Abubakar Kaki of Sudan, Mohammed Aman of Ethiopia, Andrew Osagie of Great Britain and Duayne Solomon of USA found the going tough and from the word go, it was evident that this was going to be a fast race.
Rudisha led the race from the first bend to the finish line, running a series of split times that defied both belief and sense. He was full of energy and strength running in the front that no one in the pack dared to lead.
By the time Rudisha did the first 200m at 23.30sec and 400m at 49.29sec, he was already clear off the pack and only the long muscular strides would hint that more was to come. Coming towards the last bend it was clear that Rudisha had no challenger if the big gap between him and Botswana’s 18-year-old Nijel Amos was anything to go by. Amos clocked a time of 1:41.73, the 11th fastest 800m of all time to win silver medal while Rudisha’s 17 year old countryman, Timothy Kitum came in third to win bronze in a time of 1:42.53.
It was widely expected that Rudisha will certainly win gold at the London Olympics but the world record was a great performance considering that in Olympics there are no pacemakers.
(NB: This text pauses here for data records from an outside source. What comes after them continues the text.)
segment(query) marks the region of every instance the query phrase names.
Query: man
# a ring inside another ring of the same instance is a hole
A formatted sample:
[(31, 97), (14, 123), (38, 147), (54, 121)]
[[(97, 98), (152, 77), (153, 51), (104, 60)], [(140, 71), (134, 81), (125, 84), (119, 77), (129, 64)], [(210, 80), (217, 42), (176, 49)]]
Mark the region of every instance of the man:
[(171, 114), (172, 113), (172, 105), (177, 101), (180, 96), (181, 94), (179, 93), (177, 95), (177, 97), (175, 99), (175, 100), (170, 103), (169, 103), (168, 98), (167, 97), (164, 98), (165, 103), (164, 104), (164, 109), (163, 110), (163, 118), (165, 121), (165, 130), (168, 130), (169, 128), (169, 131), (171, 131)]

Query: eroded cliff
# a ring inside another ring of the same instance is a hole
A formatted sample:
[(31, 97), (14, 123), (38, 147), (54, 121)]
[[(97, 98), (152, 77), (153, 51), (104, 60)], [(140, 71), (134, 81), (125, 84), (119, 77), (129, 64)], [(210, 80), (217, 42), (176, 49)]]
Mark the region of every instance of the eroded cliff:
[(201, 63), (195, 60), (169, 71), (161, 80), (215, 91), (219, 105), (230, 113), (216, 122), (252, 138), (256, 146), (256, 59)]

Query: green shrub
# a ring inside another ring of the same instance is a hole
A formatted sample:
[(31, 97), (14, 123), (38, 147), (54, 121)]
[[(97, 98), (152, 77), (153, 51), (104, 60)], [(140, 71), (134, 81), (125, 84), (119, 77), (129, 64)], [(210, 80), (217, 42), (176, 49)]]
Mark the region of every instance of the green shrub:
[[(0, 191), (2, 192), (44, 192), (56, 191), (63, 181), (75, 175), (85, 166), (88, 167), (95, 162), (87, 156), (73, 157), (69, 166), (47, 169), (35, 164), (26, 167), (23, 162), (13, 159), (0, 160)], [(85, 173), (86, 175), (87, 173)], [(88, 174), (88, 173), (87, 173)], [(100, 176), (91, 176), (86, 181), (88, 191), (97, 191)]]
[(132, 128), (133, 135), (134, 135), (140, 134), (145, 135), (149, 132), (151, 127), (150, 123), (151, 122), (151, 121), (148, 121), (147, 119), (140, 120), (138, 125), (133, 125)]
The pace was so ferocious that the silver medalist, Nijel Amos had to be carried from the track on a stretcher waving cheerily to the crowd.
Rudisha played it calm after breaking the world record and he did not celebrate wildly as expected but for this humble great man from a running family (His father Daniel Rudisha was in the Kenyan 4x400m relay team that won Silver in Mexico Olympics of 1968), the future only looks brighter.